Avec Monsieur Nostalgie, qui vient de paraître aux éditions Héliopoles, l’écrivain Thomas Morales propose un livre qui « se veut gourmand, parfois engagé, souvent amusé (qui) dessine une France qui nous manque cruellement ». Il consacre quelques pages à Philippe de Broca que voici :

« Qui n’a pas vu Le Magnifique, L’Homme de Rio, Cartouche, Le Cavaleur ou Le Diable par la queue ne connaît rien des soubresauts de l’âme, la polka des sentiments et les fanfaronnades de l’homme français. Nous plaignions sincèrement cet être incomplet. Car Philippe de Broca fut ce phare dans un océan de sérieux, ce pincement au cœur quand la comédie se voulait grossière, cette tornade qui emportait le spectateur tout en instillant chez lui, un sentiment d’abandon. Ses films sans cesse revus ou redécouverts agissent comme des bornes existentielles, ils réenchantent notre quotidien, nous emportent et nous subjuguent. Broca est à la fois notre refuge et notre exil intérieur.
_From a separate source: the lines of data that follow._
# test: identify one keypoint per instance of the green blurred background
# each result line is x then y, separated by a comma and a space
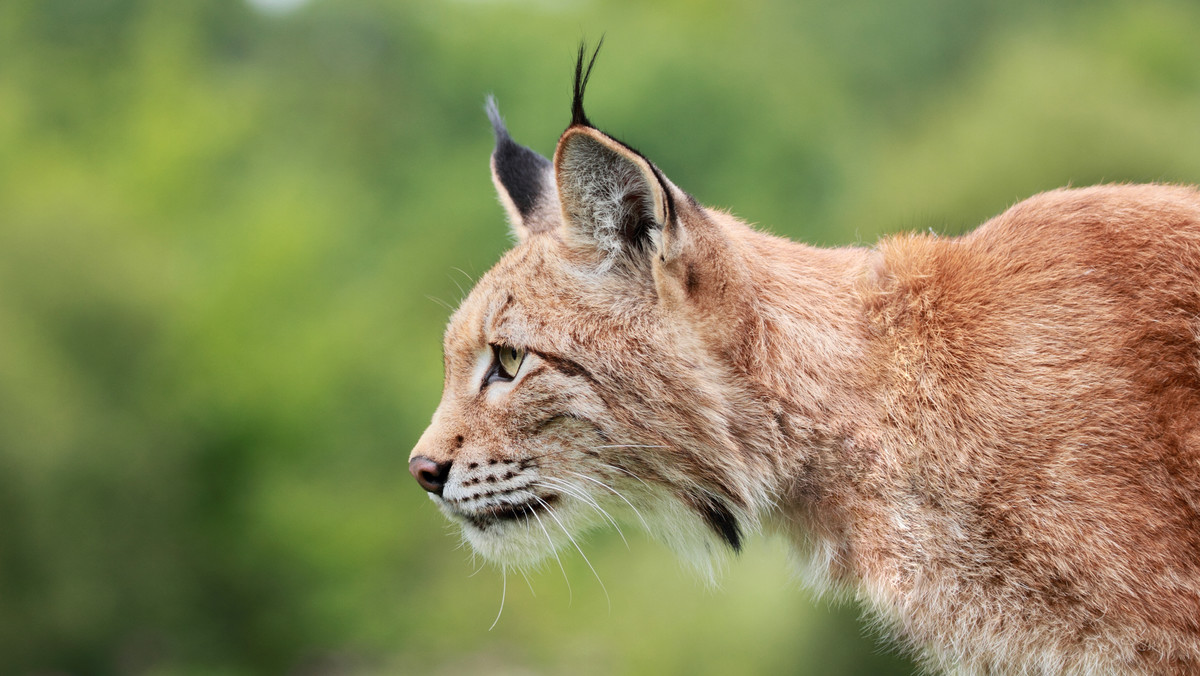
228, 233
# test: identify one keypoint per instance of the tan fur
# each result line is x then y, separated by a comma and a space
991, 440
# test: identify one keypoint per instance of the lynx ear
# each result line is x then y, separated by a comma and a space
612, 198
523, 179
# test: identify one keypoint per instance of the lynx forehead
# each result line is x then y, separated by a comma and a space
994, 441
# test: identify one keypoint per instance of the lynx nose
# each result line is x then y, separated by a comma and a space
432, 476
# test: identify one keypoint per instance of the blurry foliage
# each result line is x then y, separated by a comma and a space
226, 239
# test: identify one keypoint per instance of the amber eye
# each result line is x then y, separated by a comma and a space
508, 362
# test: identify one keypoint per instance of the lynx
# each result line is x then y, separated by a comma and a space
993, 441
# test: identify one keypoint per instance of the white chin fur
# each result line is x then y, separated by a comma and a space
531, 539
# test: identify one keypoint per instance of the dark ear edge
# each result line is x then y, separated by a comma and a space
522, 178
612, 198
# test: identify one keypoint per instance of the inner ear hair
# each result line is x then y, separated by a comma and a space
612, 198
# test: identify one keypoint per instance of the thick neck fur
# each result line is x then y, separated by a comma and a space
807, 362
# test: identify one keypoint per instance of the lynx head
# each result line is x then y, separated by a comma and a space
588, 374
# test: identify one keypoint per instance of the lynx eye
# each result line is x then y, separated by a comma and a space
508, 363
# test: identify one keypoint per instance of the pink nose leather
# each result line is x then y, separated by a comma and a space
430, 474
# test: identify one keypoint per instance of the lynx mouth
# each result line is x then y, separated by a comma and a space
503, 513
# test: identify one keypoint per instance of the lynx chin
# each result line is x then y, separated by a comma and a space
993, 441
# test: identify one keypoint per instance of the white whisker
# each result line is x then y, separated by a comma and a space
553, 550
579, 494
504, 593
615, 491
577, 548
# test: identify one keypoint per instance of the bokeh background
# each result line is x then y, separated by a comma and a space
229, 232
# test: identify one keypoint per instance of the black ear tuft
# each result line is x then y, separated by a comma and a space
581, 82
719, 518
521, 172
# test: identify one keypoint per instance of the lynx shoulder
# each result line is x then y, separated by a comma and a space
993, 440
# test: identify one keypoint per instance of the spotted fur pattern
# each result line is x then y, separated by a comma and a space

Plus le temps avance, plus son génie nous manque cruellement. Nous avons appris à nous méfier des cinéastes d’avant-garde, ces chéris de la critique, encensé par les pouvoirs publics qui trustent les positions dominantes dans les médias mais dont l’empreinte émotionnelle est complètement nulle. Ils ont beau faire l’objet de conférences, de débats qui ennuient, de toute cette gesticulation intellectuelle, ils n’arrivent pas à toucher. Alors que les films de Broca brillent dans la nuit par leur parfum d’éternité, leur douceur désenchantée, leur dialogue confectionné dans ce friable organdi, cette mécanique joyeuse et pétaradante qui nous libère de nos chaînes. Broca est un libérateur, il ouvre les fenêtres de cette grande maison de famille, assoupie dans la campagne, à la façade défraîchie et fait valser les amours impossibles. L’instabilité des hommes vient de se fracasser sur le rivage des femmes.
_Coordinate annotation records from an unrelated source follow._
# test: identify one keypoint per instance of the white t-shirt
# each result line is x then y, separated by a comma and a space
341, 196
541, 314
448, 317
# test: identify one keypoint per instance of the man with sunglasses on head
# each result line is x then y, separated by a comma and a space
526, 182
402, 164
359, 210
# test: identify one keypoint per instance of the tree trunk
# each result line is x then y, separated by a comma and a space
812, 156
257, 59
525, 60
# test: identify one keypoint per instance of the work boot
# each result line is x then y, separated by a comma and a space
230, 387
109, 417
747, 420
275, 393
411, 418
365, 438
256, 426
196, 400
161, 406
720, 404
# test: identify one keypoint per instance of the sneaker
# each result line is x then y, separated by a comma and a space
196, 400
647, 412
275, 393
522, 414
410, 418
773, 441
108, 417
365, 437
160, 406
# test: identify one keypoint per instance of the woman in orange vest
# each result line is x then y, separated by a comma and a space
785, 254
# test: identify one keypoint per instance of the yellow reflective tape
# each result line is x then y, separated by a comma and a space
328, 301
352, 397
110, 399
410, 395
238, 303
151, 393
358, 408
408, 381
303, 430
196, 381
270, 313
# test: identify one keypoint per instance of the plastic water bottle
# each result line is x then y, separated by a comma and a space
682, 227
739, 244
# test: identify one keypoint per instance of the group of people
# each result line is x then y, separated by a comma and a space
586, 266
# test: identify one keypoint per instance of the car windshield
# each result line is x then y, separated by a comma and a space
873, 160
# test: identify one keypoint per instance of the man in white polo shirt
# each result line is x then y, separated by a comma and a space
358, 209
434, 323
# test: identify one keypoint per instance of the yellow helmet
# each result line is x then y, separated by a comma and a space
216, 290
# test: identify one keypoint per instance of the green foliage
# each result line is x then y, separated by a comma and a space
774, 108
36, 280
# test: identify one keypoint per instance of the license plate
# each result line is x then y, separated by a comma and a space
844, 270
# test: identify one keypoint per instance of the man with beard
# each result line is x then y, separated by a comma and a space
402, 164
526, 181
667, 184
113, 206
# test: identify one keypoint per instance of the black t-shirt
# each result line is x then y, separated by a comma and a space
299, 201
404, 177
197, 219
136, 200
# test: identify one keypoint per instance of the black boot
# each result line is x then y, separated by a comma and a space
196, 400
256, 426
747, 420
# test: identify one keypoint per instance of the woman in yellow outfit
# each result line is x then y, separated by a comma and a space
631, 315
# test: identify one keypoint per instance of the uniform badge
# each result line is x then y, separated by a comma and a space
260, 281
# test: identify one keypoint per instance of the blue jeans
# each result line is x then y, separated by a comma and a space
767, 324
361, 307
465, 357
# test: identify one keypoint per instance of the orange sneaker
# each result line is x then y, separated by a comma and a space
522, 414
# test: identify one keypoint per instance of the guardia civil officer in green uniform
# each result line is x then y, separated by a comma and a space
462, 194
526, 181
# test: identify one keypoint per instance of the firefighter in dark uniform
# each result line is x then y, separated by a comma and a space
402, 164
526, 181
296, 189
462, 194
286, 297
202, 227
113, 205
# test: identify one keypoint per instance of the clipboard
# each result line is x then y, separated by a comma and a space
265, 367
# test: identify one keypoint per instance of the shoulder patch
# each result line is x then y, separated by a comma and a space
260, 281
Aujourd’hui, les langues se délient, les vraies valeurs finissent par s’imposer, le talent exploser, les contemporains peuvent juger sur pièces. Certains jeunes réalisateurs osent même avouer que ce cinéma-là, celui du dimanche soir, populaire et étincelant, à l’humour délicat et à l’action échevelée, les a profondément nourris. Ils en reconnaissent en Broca, un maître doublé d’un professionnel hors pair, c’est-à-dire un cinéaste star du box-office qui donne du confort de visionnage et de l’épaisseur à ses personnages, qui ne néglige jamais la qualité au détriment du plaisir gamin de s’amuser. Rares sont ceux qui réussissent aussi bien à doser l’aventure et le frisson, la fantaisie et l’introspection, sans tirer à la ligne, sans jouer les trémolos, Broca fut ce funambule délicat qui avançait sur cette mince corde sans jamais chuter dans la facilité. Nous verrons fleurir bientôt des dizaines d’héritiers à Philippe de Broca, son aura commence à se propager. On sait combien le réalisateur est admiré aux États-Unis, sa filmographie auscultée dans les meilleures écoles depuis Le Roi de cœur, sorti en 1966. Broca, l’oublié de la Nouvelle Vague et des revues spécialisées hexagonales, jalousé aussi pour ses millions d’entrées en salles et ses collaborations prestigieuses avec, entre autres, Belmondo, Cassel, Noiret, Girardot ou Montand a été, très tôt, reconnu et adoubé, outre-Atlantique, comme un authentique créateur.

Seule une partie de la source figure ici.